Hyposplenic patients are at increased risk for infection with the emerging pathogen, B. holmesii. It has been reported from geographically distinct areas of the world, but in only 10 patients with SCD [4,5,7]. We report two new patients with SCD and B. holmesii bacteremia. Both had fever and non-specific constitutional symptoms without marked leukocytosis, a left shift, or hyper-hemolysis. One patient had suspected cellulitis; the other had no apparent focus of infection. Neither patient had an indwelling catheter. We identified no epidemiologic link between these patients except that both had SCD, which is associated with hyposplenism. No formal testing of splenic function was performed in either patient. However, case 2 clearly had hyposplenism despite the hydroxyurea therapy, given the Howell-Jolly bodies on her peripheral blood film. Case 1 had Pappenheimer bodies, which are also normally removed by the spleen.

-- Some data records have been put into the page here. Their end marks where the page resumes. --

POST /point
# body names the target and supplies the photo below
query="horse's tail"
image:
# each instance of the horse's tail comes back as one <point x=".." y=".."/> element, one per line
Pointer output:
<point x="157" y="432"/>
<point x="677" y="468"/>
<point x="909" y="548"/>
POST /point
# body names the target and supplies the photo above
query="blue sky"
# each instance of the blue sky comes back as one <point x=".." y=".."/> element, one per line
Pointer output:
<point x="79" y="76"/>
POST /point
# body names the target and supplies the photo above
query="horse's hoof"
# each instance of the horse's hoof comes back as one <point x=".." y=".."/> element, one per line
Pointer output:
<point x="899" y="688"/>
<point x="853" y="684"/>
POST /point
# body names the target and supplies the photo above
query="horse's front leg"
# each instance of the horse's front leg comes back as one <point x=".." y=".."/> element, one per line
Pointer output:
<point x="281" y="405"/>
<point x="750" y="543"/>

The unusual microbiology of B. holmesii distinguishes it from other bacterial pathogens in SCD. Consistently prolonged time to detection (50–60 hr of incubation) in standard culture systems is uncommon for bacterial pathogens in patients with SCD [10] and in the general population [11]. The uncomplicated clinical course of B. holmesii bacteremia [5] distinguishes it from other Gram-negative organisms, like Salmonella and E. coli, which can cause significant morbidity or mortality. The optimal treatment for B. holmesii bacteremia has not been established because so few infections have been reported. The average minimal inhibitory concentration (MIC) of isolates from the CDC was high for the penicillins, cephalosporins, and macrolides, which might preclude their clinical use. The MICs of the fluoroquinolones and the carbapenems were lower, so they could be considered for serious infections [5]. Only 80% of the patients in the CDC report received antimicrobials of any kind [5], so it is possible that B. holmesii bacteremia is self-limited in some patients. Our patients may have recovered despite antibacterial therapy.

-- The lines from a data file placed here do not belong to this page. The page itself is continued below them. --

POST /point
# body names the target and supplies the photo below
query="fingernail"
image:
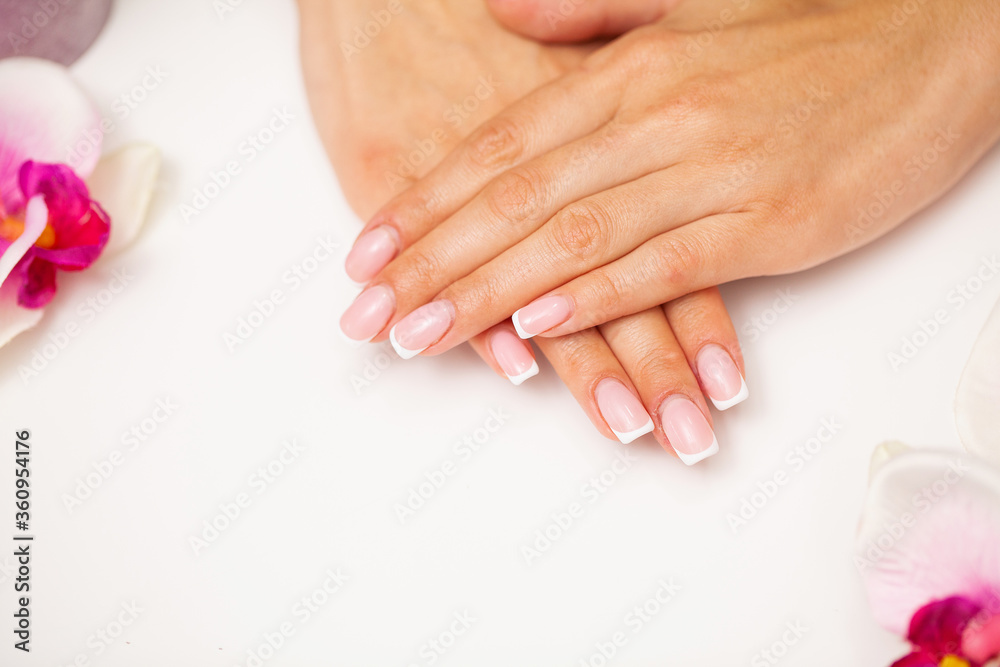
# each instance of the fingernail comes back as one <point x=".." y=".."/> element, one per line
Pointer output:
<point x="687" y="430"/>
<point x="721" y="377"/>
<point x="622" y="411"/>
<point x="422" y="328"/>
<point x="369" y="313"/>
<point x="513" y="356"/>
<point x="371" y="253"/>
<point x="541" y="315"/>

B. holmesii is a newly identified bacterial pathogen in patients with SCD. The relatively benign clinical course and unusual bacteriology of B. holmesii distinguish it from other bacterial pathogens in SCD. Proper identification of this organism might permit a limited course of parenteral antibacterial therapy and prevent prolonged hospitalizations for patients with B. holmesii bacteremia. Therefore, physicians who manage patients with SCD need to be aware of this bacterium and ensure that their microbiology laboratories can properly identify it.

Footnotes

Disclosure of conflicts of interest: We have no relevant conflicts of interest.